In this example, a solution for textile recycling would be both visible IR as well as SWIR. In this particular case, you can see that the yellow polyethylene, the red polyethylene, and the black polyethylene, have the same shape curve but their onset point is different. They exhibit a very similar spectral response but the onset point is dependent on the color of the material being imaged. The cotton, however, exhibits a different shaped curve to the PE. Employing various algorithms will allow the imaging system to differentiate between material types and colors.
This response is how we differentiate between material types using either SWIR or visible IR hyperspectral imaging. The same technique is often employed when using the hyperspectral band 400nm to 1000nm
The bottom line, is that the customer now has an effective means for sorting recyclable materials quickly and efficiently.
The Solution: Hyperspectral LED Line Light
SWIR and Infrared illumination offer a cost-effective and sustainable solution to aid the separation of different textiles and improves the effectiveness and detection capability of vision systems.

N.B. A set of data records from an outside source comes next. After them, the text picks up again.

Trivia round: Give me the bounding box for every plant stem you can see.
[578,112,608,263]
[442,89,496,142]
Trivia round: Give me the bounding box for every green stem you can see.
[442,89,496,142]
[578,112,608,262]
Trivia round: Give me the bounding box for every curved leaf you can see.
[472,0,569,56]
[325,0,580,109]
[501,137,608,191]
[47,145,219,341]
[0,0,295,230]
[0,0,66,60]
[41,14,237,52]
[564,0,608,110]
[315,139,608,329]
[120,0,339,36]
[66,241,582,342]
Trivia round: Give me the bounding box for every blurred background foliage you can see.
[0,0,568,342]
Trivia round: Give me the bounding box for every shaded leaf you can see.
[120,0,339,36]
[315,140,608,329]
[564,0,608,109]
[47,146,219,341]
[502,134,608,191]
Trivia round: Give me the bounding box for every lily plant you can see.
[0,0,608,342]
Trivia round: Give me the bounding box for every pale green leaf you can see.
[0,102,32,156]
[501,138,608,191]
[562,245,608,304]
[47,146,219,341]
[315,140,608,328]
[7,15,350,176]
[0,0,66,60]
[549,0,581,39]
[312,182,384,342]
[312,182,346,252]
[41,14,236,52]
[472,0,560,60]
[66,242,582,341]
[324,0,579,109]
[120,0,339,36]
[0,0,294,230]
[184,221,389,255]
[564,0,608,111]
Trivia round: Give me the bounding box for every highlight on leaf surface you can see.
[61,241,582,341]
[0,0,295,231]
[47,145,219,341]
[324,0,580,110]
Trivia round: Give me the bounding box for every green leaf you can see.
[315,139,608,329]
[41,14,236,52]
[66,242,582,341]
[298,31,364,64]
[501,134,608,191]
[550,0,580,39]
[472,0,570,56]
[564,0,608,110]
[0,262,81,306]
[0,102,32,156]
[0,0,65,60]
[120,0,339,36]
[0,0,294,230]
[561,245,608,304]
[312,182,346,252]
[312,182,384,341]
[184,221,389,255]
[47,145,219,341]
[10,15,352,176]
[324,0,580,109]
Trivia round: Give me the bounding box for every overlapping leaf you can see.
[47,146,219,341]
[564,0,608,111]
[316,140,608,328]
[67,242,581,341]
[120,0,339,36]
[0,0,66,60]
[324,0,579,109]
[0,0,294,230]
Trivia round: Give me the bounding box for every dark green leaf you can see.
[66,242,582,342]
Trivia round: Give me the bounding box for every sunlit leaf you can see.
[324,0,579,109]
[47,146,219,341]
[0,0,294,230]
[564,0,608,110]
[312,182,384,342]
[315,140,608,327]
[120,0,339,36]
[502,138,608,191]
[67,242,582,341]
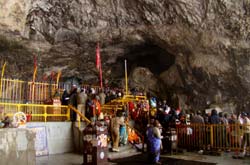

COBRA HyperSpec from ProPhotonix offers hyperspectral tunable illumination for optimal image acquisition. Discrete control of up to 12 different wavelengths allows for the creation of a broad spectrum with excellent uniformity and high-quality imaging. Now configurable in the SWIR range, the COBRA HyperSpec offers high resolution illumination across a broad spectrum by utilizing customizable chip-on-board technology. LEDs can be boosted at any wavelength to optimize for any application. Via an intuitive GUI, users can discretely control up to twelve different wavelengths. This allows for balancing intensities, matching a camera’s sensitivity curve or countering for light deficiencies with a camera sensor thus providing a continuous broad spectrum.